Thanks to Joe Sledge for this recipe.
While most people have used this solution without a problem there have been reports of this solution pitting some mild steel barrels. The factors involved in this seem to be the type of steel, the presence of rust in the barrel, and excessively long soak times leading to chemical changes in the solution.

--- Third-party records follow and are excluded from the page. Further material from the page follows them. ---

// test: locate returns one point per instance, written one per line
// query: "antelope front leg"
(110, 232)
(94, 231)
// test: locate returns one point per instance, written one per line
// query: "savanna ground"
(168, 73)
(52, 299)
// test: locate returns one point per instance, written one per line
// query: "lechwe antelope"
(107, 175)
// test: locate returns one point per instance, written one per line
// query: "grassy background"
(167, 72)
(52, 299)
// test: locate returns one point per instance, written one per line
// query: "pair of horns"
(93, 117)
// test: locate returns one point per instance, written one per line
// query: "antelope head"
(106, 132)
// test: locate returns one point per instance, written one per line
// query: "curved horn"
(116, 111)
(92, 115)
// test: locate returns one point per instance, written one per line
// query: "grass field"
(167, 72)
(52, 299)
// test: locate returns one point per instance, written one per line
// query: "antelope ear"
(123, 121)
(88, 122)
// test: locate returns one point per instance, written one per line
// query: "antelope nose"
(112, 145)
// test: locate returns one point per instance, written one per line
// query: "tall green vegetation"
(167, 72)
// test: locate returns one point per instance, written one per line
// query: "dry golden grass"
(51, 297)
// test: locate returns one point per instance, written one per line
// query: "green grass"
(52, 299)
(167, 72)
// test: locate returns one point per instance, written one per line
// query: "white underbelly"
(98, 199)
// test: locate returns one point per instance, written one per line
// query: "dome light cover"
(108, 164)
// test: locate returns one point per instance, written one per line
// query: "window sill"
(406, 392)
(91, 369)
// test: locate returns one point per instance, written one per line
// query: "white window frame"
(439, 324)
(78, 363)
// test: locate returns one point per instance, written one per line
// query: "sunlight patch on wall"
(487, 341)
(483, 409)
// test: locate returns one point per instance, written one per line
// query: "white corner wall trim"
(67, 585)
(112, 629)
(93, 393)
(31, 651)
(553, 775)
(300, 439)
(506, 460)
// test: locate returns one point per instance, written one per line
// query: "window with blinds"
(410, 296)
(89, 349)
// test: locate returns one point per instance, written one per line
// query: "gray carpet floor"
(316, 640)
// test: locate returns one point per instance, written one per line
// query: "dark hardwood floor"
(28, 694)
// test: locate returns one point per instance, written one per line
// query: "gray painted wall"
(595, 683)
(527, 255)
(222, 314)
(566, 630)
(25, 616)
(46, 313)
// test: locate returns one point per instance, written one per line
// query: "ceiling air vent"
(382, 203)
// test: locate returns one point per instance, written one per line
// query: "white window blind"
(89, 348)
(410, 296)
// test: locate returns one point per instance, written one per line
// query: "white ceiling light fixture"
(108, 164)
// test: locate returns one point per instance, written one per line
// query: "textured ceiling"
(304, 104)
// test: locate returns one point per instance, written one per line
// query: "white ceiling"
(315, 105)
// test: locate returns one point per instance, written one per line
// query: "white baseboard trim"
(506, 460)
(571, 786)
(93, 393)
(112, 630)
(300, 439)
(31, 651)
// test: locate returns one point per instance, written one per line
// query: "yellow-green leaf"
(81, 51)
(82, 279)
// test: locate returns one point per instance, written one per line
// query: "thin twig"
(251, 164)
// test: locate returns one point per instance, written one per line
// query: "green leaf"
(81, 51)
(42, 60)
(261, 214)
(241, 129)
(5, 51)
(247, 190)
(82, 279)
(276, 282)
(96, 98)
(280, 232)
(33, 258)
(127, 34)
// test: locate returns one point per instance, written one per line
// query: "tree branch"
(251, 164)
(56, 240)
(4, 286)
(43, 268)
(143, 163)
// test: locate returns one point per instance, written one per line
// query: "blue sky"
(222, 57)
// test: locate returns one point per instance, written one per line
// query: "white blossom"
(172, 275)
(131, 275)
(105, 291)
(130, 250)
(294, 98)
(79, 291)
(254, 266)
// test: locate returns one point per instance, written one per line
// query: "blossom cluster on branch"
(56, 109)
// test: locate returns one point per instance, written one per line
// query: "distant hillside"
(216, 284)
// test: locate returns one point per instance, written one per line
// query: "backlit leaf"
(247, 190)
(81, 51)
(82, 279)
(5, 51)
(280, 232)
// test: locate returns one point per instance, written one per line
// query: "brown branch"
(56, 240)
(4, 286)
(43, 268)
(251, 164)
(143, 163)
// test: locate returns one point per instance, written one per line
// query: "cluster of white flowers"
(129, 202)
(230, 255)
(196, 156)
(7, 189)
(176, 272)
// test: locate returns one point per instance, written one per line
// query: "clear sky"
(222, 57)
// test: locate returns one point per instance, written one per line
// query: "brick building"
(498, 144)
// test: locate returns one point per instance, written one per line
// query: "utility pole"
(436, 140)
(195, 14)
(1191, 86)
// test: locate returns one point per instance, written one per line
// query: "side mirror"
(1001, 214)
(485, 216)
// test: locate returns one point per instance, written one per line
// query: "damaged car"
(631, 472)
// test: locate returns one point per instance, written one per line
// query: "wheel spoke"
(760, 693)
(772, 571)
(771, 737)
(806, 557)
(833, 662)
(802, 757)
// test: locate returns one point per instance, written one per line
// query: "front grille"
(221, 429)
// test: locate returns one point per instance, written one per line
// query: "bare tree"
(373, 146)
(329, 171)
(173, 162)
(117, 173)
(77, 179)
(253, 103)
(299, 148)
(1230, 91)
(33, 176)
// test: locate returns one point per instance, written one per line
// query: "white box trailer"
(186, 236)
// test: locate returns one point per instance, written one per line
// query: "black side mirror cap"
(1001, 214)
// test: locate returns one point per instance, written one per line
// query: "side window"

I strongly recommend not letting this solution soak more than 2 to 3 minutes.
Pure turpentine has reportedly also been used as a lead remover.
Lead Removal Cloth
Lead deposits on the face of revolver cylinders and similar places can be removed with a lead wiping cloth prepared as follows.
Mix the following ingredients
500 gr – 400 grit or finer aluminum oxide powder
450 gr – kerosene or #2 fuel oil
4 gr – lemon oil (for a more pleasant smell)
5 gr – ammonium chloride
Evenly saturate a soft thick cotton cloth or flannel with the solution and allow to dry. (There is no reason it won’t work wet though.)
Carefully remove any very heavy lead deposits with a scraper and then wipe the remainder with the cloth to remove.
Notes: The active ingredient in commercial liquid lead remover products is Ammonium Oleate (CAS 544-60-5). It is however difficult to get. Most of the formulas are basically ammonium oleate, ethanol, and some petroleum distillates as a carrier.